Final project for the Introduction to Data Science / Text as Data class

By Adelaida Barrera (), Natalia Mejía, (), Mariana Saldarriaga () and Isabel de Brigard ()

Introduction: what we set out to do

This semester we seem to be uninterruptedly glued to our screens. From zoom, to R, from moodle to social media, more and more of our days are spent in front of our phones or computers. But this trend, though exacerbated by the unusual conditions of the last year (ugh, yes, it has almost been a year) did not start with some flying rodent far away. Digital platforms have carved up more and more of our time, and seem to direct more and more of our actions. As policy students, we were interested in one instance where this seems to be happening very notably: the way twitter communicates, condenses, and shapes public discourse around salient policy issues. -Guess it’s not procrastination if you can call it research…

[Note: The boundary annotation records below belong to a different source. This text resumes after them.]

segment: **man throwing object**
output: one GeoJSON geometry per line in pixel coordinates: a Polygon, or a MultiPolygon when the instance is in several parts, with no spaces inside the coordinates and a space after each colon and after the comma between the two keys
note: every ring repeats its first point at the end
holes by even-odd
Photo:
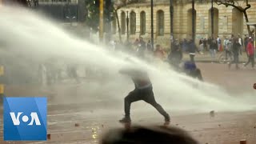
{"type": "Polygon", "coordinates": [[[136,69],[122,69],[119,70],[119,73],[130,76],[135,86],[135,89],[130,92],[125,98],[126,115],[125,118],[119,122],[122,123],[130,123],[131,122],[130,117],[130,104],[134,102],[143,100],[152,105],[162,115],[163,115],[165,118],[164,125],[168,125],[170,123],[170,116],[155,101],[152,83],[147,73],[136,69]]]}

But the question “How does Twitter shape public discourse?” seemed a bit ambitious for finals and the four hours of daylight Berlin offers at the end of the year. So we decided to narrow our focus and explore the public discourse around feminism and gender issues revealed by a select (yes, select as in selected by us, more on this in a minute) group of twitter accounts of activists, political leaders, writers, and all around opinion shapers from Colombia. We wanted to flex our newly acquired web scraping and text mining muscles, as well as try our hand at some initial network analysis. It was a bumpy-but-fun road that mostly got us excited to keep at it, till we are fully fluent in data science (looking at you regular expressions).

In what follows you will find, first, a brief section on our sample. From how we chose the accounts and what a savage beast our data was at the beginning, to how we tried to tame it and what it looked like when finally we decided to take it for a spin. Then we will get down to business and, with the help of some bi-grams and topic modeling, ask what these accounts actually talk about. We will then attempt to understand how they relate to or differ from one another. You’ll find some scaling and some network analysis. Finally, with the help of sentiment analysis, we will explore how these tweeters feel about a couple of interesting and somewhat controversial topics.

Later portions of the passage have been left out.